Published 11 years ago.
About a 4 minute read.
It used to be that good brand management simply meant finding the right positioning, leveraging well-understood media channels and delivering solid quarterly returns. Not anymore.
Managing a brand today means navigating a rapidly shifting landscape of global issues, emerging technologies and newly empowered consumers. Brands are now contending with a complex mix of issues and market forces –faltering economies, climate change and social media as just a few examples – that makes even five years ago look like a simpler time.
Keeping up with the changes is challenging enough for brands that simply want to stay competitive with their peers. It’s even harder for those brands looking to carve out a leadership position in a marketplace that increasingly rewards a progressive stance on sustainability and social responsibility issues.
This leaves brand managers with the considerable task of mastering a set of skills well beyond those on yesterday’s job description. With the demands of 2012 and beyond, corporate leaders need to take on a whole new set of roles.
Long gone are the days when the only expectation of a company was to turn a profit. In fact, consumers worldwide expect brands to shoulder rather significant responsibilities in today’s society
A substantial 81% of consumers feel that companies have a responsibility to address social and environmental issues beyond their local communities, as found by the 2011 Cone/Echo CR Opportunity Study. And they’re using their wallets to show support or punish transgressions: a majority of consumers within the previous 12 months bought a product with an environmental benefit (76%) or associated with a cause (65%) or boycotted a company upon learning that it behaved irresponsibly (56%).
To stay competitive, brand managers need to identify and become knowledgeable about the issues most relevant to their industry, whether carbon emissions, farming practices, recycling or water conservation.
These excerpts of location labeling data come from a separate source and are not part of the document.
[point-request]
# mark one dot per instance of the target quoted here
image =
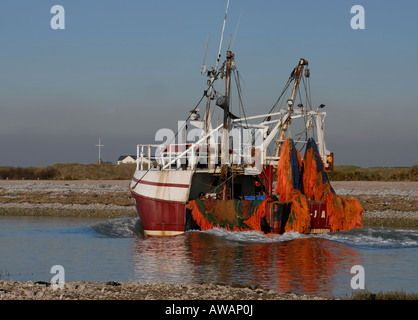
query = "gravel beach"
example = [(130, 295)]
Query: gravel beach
[(81, 290), (391, 204)]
Whatever the issue, the leaders will be the ones who use their insights to formulate a strategy that differentiates the brand and establishes an emotional connection with consumers.
It’s no longer enough to just have customers. Now it’s essential to have brand loyalists, advocates, tribes. By any name, it’s a group of consumers who form a community of interest around a brand, powered by social media and enabling that most sought after metric: word-of-mouth endorsements, be it in the form of a Like, Tweet or +1.
These consumers don’t just want to buy a product or service. They want to be wooed, entertained, heard and informed by the brand and fellow enthusiasts. Unfortunately, the majority of brands are still struggling with the “many-to-many model” offered by social media, as found by an A.T. Kearney study. Instead of leading and facilitating conversations, brands opt to treat what should be an interactive forum as early Internet “cyber billboards.” In fact, A.T. Kearney’s study of Interbrand’s Top 50 Global Brands found that only 5% of their company- to-consumer posts on Facebook actually engaged consumers in discussions – an important step in community building.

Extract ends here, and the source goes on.